If you don't have all the tools or aren't a great mechanic I'd probably get a kit (like the Soulcraft one) and get someone at a shop to set it up right...but it's REALLY easy to do by yourself and getting the chainline right is not hard at all. The key to getting the best chainline is just having smaller (width) spacers so you have the ability to adjust in smaller increments than in larger increments. My spacers were built by Wheels years ago so are super high quality (but not black, they're shiny aluminum). If you don't use a 12t cog to cap it off before the screw cap, it's been my experience that the whole setup comes loose over time and can creak or even contribute to extra wear of the cassette hub body.

I wouldn't get a kit that has a 16t cog included. Those are found a dime a dozen in the bottom of a shop's steel recycling can (they are very common and if you find any old Shimano cassette it'll have one). But like has been said before, unless it's tremendously flat where you live or you are tremendously strong, don't use a 16t rear cog...I have always used an 18t on 26" wheeled bikes (34 or even 32t up front) and a 20t for my 29er singlespeeds. I'd just get a Surly cog as they have more 'real estate' on the cassette body and won't dig into the cassette body and make divots over time as much as the Shimano ones do (if it's an AL body).

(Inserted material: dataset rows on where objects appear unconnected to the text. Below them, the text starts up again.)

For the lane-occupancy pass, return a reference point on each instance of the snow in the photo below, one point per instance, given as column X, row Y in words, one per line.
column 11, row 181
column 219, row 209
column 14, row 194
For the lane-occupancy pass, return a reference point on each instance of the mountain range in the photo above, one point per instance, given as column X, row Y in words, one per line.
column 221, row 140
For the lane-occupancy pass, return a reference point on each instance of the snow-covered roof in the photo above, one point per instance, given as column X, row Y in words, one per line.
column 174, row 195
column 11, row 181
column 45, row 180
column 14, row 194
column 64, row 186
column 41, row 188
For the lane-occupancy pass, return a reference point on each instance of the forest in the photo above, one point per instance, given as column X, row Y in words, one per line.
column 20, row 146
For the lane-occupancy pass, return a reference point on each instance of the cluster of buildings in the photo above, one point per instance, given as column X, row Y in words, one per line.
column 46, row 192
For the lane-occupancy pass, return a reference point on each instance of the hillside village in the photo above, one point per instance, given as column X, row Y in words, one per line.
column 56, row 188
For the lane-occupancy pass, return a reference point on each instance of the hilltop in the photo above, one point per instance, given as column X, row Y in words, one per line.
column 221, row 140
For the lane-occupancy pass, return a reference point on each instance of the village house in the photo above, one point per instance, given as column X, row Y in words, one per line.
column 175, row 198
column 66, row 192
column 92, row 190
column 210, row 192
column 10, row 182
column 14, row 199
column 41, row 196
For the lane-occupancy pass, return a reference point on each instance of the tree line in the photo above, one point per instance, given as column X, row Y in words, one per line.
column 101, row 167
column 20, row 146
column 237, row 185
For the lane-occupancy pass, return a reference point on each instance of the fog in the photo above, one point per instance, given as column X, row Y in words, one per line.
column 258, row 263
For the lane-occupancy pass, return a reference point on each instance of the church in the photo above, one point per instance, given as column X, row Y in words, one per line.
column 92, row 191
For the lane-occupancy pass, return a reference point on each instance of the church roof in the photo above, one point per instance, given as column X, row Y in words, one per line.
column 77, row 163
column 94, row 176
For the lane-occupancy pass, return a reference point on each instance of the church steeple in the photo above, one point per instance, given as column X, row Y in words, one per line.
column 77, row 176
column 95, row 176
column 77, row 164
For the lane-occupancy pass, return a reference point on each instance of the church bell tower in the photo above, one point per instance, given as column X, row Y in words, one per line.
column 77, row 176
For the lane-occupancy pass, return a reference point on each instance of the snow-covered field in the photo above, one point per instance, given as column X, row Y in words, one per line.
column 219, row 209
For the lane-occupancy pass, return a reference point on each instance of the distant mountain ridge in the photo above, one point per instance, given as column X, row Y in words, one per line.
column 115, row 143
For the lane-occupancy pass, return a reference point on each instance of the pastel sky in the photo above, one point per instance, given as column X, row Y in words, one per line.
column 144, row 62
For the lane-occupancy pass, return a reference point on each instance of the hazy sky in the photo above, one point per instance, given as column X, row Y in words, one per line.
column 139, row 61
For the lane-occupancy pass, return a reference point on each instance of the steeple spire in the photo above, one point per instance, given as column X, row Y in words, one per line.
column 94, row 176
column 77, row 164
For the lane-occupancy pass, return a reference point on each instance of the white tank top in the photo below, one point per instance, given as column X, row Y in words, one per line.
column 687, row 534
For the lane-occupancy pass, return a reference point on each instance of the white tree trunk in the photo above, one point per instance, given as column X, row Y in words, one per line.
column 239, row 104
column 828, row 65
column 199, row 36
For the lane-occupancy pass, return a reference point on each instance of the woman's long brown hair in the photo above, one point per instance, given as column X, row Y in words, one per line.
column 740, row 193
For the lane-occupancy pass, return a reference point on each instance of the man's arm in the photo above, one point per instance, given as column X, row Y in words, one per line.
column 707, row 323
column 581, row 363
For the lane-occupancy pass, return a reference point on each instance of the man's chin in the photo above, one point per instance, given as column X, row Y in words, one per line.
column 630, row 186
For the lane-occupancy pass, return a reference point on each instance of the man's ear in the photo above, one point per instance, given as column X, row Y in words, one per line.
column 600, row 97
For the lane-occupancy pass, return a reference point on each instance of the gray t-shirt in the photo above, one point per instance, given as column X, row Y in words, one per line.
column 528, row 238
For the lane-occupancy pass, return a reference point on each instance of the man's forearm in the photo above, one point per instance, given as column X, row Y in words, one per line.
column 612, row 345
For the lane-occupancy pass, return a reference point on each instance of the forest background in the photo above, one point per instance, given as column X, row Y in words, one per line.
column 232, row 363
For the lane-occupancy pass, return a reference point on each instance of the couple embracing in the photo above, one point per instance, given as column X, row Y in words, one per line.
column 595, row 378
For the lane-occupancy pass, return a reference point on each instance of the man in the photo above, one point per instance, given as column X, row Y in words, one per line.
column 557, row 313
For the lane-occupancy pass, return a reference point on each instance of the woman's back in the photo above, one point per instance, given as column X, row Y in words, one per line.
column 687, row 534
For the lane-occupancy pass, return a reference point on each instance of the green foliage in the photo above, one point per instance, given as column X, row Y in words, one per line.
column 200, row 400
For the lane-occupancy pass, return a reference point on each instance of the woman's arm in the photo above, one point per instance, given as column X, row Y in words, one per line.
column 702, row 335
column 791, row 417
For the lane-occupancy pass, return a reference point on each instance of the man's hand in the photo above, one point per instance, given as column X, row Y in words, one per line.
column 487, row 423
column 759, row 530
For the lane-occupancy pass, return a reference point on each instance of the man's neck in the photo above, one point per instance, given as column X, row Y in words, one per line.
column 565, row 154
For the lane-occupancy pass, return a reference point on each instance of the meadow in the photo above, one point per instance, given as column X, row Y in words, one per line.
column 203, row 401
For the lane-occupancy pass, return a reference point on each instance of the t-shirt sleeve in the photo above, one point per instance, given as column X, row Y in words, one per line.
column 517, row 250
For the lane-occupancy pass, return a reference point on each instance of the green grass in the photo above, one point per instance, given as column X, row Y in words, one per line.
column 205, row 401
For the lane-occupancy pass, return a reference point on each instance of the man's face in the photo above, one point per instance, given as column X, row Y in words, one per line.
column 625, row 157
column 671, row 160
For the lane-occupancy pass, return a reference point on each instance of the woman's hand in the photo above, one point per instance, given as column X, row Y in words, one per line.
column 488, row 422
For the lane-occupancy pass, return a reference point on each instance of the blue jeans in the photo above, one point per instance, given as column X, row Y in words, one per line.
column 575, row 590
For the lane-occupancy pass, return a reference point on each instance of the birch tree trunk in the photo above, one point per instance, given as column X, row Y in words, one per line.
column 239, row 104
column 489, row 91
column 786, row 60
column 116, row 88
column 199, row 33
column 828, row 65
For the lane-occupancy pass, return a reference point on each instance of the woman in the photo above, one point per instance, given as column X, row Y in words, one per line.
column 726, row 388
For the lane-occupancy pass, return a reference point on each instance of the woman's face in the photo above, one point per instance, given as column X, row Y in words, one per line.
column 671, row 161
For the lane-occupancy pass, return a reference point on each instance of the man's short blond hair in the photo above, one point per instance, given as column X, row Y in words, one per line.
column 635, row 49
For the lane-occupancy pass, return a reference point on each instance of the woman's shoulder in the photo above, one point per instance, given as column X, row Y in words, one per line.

A chain tensioner is a must IMO. People do it without, but they are usually stuck with whatever gear 'fits' with their particular bike. And it's usually too hard of a gear :madman:
I prefer tensionsers like the one linked above that have a loop so the chain doesn't fall off but I especially love the Paul's Component's Melvin tensioner but it's pricey.


----------



## jetboy23 (Jun 14, 2011)

The Alfine is tough one to work with. I think the chainline is somewhere in the 40-45mm range. I had to remove my spacer on the drive side bottom bracket and use all spacers on the Alfine to get the chainline. It is a solid tensioner, though. I found every tensioner to require a huge amount of tension to keep my chain from slipping on the rear cog. That tension caused more drag to my drivetrain than my geared settup. I have used 4-5 different tensioners that all caused drag in order to stop the skipping.

The ones i used were all with spring type tensioners such as...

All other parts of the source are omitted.